When he entered middle and high school, we wrote a notice of promises to the school that if our son had any physical injury at the school, the school had no responsibility for the accident. My wife always supported him in middle and high schools.
When he entered school, he recklessly tried to enter the backpacking club and he became a member so that he could enjoy the feeling of mountain climbing. He was eventually carried on the back of my wife and his teachers to the top of the mountains.

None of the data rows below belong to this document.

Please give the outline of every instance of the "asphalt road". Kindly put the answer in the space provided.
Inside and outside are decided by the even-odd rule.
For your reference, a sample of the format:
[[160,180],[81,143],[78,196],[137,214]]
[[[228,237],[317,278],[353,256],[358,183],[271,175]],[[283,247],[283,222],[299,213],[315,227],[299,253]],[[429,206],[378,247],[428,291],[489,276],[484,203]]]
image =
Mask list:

When he wanted to enter the university to study the computer, there were no universities that accepted a severely physical disabled student. Therefore he was compelled to enter the department of commercial science. After graduating from the university, he went to the US to study to enter the department of computer science, University of California at Berkeley (UCB). First, he entered the English intensive course at the UCB extension. Thirteen years have passed since he visited the U.S., and now he is working as a software engineer in Silicon Valley.
I praise him for his effort, and in spite of his disability of movement and his speech impediment, he did it all by himself. The U.S. gave him a chance to succeed in his desire. He received support, both moral and material, from the U.S. In March of this year, my son appeared on an ABC TV program, as the guest who had realized the American dream.
In the last ten years, we have had the desire to establish a dormitory for P.C. Japanese people in the City of Berkeley, so they can have the rich experience of American society.
When this essay is published, I will have the same experience as my son first did thirteen years ago. I will write about my son's experience in the U.S., and my first visit to the U.S.